The U.S. Supreme Court has declined to hear Bright Data’s appeal of a Federal Circuit decision that upheld Patent Trial and Appeal Board (PTAB) findings invalidating four network patents, turning aside the Israeli tech company’s argument that the appeals court applies inconsistent — “asymmetrical” — claim construction standards in validity challenges.
In its Monday order list, the justices denied certiorari without explanation, leaving intact the Federal Circuit’s August 2025 affirmance of the PTAB’s inter partes review decisions. The ruling ends Bright Data’s bid to revive the patents, which cover technologies for increasing network communication speed and proxy routing.
Bright Data’s December 2025 petition contended the Federal Circuit violated longstanding Supreme Court precedent — dating back over a century — that patent owners cannot broaden claim scope during litigation to recapture what they surrendered during prosecution or IPR proceedings. The company argued this “prosecution history disclaimer” rule serves “salutary purposes” (clarity, public notice), but those benefits vanish when applied asymmetrically: patentees bound to narrowed scope for infringement, yet courts allegedly broaden construction when affirming invalidity (e.g., deeming claims obvious based on prior art interpretations contradicting disclaimers).
“Just as a patentee is bound by the scope of a claim resulting from the prosecution process (including IPR proceedings), there is no warrant for a court (or potential infringer) to expand the scope of a patent claim and to identify the expressly disclaimed scope as the predicate for deeming the claim invalid,” the petition stated.

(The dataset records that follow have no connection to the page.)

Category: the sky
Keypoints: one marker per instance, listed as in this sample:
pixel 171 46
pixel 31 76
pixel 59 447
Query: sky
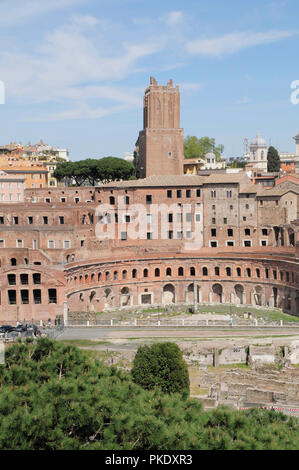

Bright Data highlighted perceived Federal Circuit inconsistency across cases and urged SCOTUS guidance, arguing the issue affects patent owners nationwide in validity vs. infringement contexts.
Challengers (Code200 UAB, Teso LT UAB, and Oxylabs affiliates) waived response, and the government filed none.
The patents stemmed from a 2021 Eastern District of Texas jury verdict awarding SWAPA $7.5 million against Teso LT UAB for infringement. That award was stayed pending PTAB review; the PTAB invalidated the claims as obvious, the Federal Circuit affirmed (finding sufficient evidence and rejecting Bright Data’s claim construction/prior art arguments), and SCOTUS now declines review.
The case is effectively over, with the patents invalidated and no path to revive the infringement claims.
Bright Data is represented by Robert M. Harkins Jr., Thomas M. Dunham, Korula T. Cherian, Ronald R. Wielkopolski, and Elizabeth O’Brien of Cherian LLP, plus Jerrold J. Ganzfried of Ganzfried Law. Challengers were represented at SCOTUS by Jonathan S. Franklin of Norton Rose Fulbright.
The denial reinforces broad deference to PTAB/Federal Circuit on obviousness and claim construction in IPRs, while leaving unresolved the argued asymmetry in disclaimer application — potentially impacting future patent validity challenges involving prosecution history.